Depois de tão longa ausência, regresso com As Mulheres, fonte de tanta da nossa alegria, contadas pela poesia de Gabriele D’Annunzio (1863-1938).

Serenas, alumiadas, tão frágeis, outras reacendendo-se de amor até à medula, de todas nos fala o poema, E maravilhosamente / eu as conheci.
(ao lembrá-lo ainda as veias me tremem de ternura) diz-se no poema com que esta evocação inominada termina.

As Mulheres

Houve mulheres serenas,
de olhos claros, infinitas
no seu silêncio,
como largas planícies
onde um rio ondeia;
houve mulheres alumiadas
de ouro, émulas do Estio
e do incêndio,
semelhantes a searas
luxuriantes
que a foice não tocou
nem o fogo devora,
sequer o dos astros sob um céu
inclemente;
houve mulheres tão frágeis
que uma só palavra
as tornava escravas,
como no bojo de uma taça
emborcada
se aprisiona uma abelha;
outras houve, de mãos incolores,
que todo o excesso extinguiam
sem rumor;
outras, de mãos subtis
e ágeis, cujo lento
passatempo
era o de insinuar-se entre as veias,
dividindo-as em fios de meada
e tingindo-as de azul marinho;
outras, pálidas, cansadas,
devastadas pelos beijos,
mas reacendendo-se de amor
até à medula,
com o rosto em chamas
entre os cabelos oculto,
as narinas como
asas inquietas,
os lábios como
palavras de festa,
as pálpebras como
violetas.
E houve outras ainda.
E maravilhosamente
eu as conheci.

Depois desta evocação passemos à memória de um especial encontro relatado nesta primeira elegia romana:

[Da Primeira Elegia Romana]

Quando (ao lembrá-lo ainda as veias me tremem de ternura)
meio ébrio saí de sua casa amada,

através de ruas efervescentes dos últimos labores do dia,
de rumores, carruagens, roucos gritos,

súbito senti, do fundo peito, toda a alma elevar-se,
cupidamente, e no alto vi, sobre os estreitos muros,

romper a ígnea zona por onde o crepúsculo do Outono,
céu húmido e vastas nuvens, incendiava Roma.
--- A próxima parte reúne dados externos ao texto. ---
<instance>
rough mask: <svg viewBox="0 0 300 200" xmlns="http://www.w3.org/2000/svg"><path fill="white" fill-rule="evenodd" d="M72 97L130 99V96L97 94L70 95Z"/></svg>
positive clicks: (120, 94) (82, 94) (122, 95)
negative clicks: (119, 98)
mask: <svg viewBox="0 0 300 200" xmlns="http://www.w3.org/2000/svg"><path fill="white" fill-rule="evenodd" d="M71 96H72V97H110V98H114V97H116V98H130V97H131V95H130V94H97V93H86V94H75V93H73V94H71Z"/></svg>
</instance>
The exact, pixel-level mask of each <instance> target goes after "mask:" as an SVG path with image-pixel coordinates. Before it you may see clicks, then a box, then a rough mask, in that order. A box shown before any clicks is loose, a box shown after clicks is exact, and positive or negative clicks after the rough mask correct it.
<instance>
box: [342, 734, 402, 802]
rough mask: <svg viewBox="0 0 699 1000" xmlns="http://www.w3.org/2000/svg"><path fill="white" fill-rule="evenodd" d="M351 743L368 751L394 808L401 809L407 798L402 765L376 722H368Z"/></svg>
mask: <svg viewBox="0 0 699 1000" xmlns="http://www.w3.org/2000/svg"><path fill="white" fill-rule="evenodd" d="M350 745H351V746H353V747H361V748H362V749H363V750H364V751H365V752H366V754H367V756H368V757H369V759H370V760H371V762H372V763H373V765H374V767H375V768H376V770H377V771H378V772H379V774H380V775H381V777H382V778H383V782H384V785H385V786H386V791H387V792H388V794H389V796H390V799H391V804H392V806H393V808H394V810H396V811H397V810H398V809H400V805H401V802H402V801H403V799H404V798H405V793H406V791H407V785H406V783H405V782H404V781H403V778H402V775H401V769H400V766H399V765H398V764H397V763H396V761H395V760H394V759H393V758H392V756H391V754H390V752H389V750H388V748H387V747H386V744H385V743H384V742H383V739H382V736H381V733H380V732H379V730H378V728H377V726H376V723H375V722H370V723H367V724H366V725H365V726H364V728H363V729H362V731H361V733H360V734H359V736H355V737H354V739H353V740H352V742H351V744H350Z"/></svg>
Nem da hora nem dos lugares me sentia consciente. Seria
um sonho falaz a possuir-me? Ou todas minhas cônscias

alegrias eram coisas a produzir em torno um insólito lume?
Não o sabia. Mas todas as coisas produziam lume.

Imóveis, ardiam as nuvens, e, qual sangue de monstros
assassinados, de seus flancos rompam rubros rios.

Abre o artigo com uma reprodução de O nascimento de Vénus de Sandro Botticelli (1445-1510), êxtase primeiro de uma remota visita em 1978 à Galeria Uffizi em Florença.

A pretexto, ou provocado por ela, escreveu Jorge de Sena os Quatro sonetos a Afrodite Anadiómena publicados a fechar o livro Metamorfoses (Lisboa, 1963) e que convido o leitor a procurar.

Termino o artigo com 2 detalhes desta deslumbrante pintura:

Primeiro a personificação de Vénus (ou Afrodite para os Gregos), a deusa do amor,

depois o par  Zéfiro e Aura soprando a suave brisa que empurra para terra a deusa e a faz reinar entre os homens.

Noticia bibliográfica

Os poemas de Gabriele D’Annunzio (1863-1938) são traduções de David Mourão-Ferreira, publicados no volume III de Vozes da Poesia Europeia, Colóquio Letras nº165.

Sobre a vida e a obra de Sandro Botticelli, continua sem rival o estudo de Ronald Lightbown, publicado pela primeira vez em 1978 e sucessivamente reeditado, possuindo algumas das edições luxuoso complemento fotográfico.

Este Nascimento de Vénus possui 172,5 x 278,5 cm e terá sido pintado entre 1484-86.